For the Blue Dogs, Tuesday was a fire bell in the night.
Virginia Republicans led by Robert McDonnell crushed the most conservative Democrat nominee in decades, rolling up a victory that rivaled Ronald Reagan's rout of Walter Mondale.
New Jersey GOP nominee Chris Christie, whose campaign had been the despair of its backers, won a 5-point victory over Jon Corzine, despite huge Democratic advantages in money and voter registration, two visits by Barack Obama and the presence on the ballot of a third-party candidate who took votes away from Christie.
Maine has gone Democratic in five straight presidential elections. Yet voters overturned a gay-marriage state law, 53-47, the 31st straight victory for traditionalists. This replicates California's rejection of gay marriage, 52-48, in a year Obama carried the state by 24 points and 3 million votes.
Democrats see green shoots in the capture of New York's 23rd congressional district, which has been Republican since Ulysses Grant. Yet, even here, the conservative showing was impressive.
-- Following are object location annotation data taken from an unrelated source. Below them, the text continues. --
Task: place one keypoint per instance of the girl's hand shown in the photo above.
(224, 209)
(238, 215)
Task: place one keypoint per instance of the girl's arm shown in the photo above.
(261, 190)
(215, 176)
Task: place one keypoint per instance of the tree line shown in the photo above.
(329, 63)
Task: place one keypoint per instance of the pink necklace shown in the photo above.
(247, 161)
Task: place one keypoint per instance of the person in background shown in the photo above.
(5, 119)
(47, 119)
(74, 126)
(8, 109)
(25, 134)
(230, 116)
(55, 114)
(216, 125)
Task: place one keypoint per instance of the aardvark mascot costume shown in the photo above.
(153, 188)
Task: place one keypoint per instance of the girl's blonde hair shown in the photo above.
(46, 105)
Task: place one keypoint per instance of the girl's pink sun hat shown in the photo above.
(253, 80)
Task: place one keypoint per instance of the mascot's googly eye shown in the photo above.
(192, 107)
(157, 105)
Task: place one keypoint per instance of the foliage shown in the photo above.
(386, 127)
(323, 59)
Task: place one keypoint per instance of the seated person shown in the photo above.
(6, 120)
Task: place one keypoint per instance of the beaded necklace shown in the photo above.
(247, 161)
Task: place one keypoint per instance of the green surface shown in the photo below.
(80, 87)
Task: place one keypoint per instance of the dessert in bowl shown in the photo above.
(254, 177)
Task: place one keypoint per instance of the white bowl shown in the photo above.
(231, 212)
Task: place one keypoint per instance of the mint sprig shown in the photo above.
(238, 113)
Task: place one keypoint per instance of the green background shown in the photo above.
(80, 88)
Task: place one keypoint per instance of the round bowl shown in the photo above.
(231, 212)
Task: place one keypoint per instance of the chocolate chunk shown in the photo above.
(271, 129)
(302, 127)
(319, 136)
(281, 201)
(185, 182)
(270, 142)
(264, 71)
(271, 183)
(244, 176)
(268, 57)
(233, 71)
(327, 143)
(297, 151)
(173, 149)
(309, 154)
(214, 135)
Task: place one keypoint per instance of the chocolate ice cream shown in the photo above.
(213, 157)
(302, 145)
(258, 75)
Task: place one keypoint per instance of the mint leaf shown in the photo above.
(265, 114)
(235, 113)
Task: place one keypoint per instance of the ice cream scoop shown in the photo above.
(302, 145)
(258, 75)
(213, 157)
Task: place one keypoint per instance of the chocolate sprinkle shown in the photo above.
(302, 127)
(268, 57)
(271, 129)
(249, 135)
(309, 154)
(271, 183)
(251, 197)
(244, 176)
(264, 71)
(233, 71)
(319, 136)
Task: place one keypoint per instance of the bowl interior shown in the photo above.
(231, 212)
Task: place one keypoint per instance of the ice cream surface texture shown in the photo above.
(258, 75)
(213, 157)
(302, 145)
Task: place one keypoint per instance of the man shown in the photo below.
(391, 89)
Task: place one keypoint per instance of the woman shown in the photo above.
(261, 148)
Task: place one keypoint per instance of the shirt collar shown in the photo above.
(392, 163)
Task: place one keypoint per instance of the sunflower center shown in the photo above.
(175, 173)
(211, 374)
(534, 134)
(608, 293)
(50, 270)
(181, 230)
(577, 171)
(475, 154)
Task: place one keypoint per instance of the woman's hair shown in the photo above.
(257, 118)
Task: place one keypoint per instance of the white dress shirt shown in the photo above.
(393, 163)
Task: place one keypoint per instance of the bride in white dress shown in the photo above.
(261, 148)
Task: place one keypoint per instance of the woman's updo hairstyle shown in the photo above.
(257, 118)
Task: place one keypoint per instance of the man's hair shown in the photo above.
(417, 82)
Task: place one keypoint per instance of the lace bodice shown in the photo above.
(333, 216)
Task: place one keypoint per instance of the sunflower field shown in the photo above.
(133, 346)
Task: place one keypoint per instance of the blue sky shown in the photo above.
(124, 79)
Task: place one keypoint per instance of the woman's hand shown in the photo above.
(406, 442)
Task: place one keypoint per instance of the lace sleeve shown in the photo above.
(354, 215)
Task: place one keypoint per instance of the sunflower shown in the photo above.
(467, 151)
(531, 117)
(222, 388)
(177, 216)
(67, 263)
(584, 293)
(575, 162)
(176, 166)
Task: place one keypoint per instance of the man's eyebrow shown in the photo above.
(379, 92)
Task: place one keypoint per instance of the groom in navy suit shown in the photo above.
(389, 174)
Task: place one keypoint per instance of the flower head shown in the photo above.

GOP candidate Dede Scozzafava is a fellow traveler of the Albany crowd of Gov. David Paterson. She is pro-choice, pro-gay marriage, pro "card-check" -- a euphemism for eliminating the secret ballot for workers deciding on whether they want a union.
Disgusted with a choice between liberals, the Conservative Party put up Douglas Hoffman. While he did not live in the district, his views did reflect the district's views.
Hoffman was going nowhere, however, until the Tea Party and town-hall activists and Club for Growth sent contributions and troops. Hoffman got ignition when Sarah Palin joined Fred Thompson in endorsing him. He began a rapid ascent from last to first, dumping Dede into third place. When Dede fell to 20 percent, the weekend before the election, she dropped out and endorsed Democrat Bill Owens, who won.
Nevertheless, Hoffman had come, in a month, from nowhere to knock a liberal Republican out of the lead and out of the race and out of the party, and closed to within two points of taking the seat.
The good news for the GOP is that, despite the unpopularity of their brand name -- Republican identification is down to 20 percent -- this is no longer the impediment it was in 2006 or 2008. The 40 percent who call themselves conservative will rally with energy and enthusiasm to Republicans willing to go to their capital, be it Trenton, Richmond or D.C., to battle Big Government.
As for the Democrats, their problems are not easily soluble, in the short term.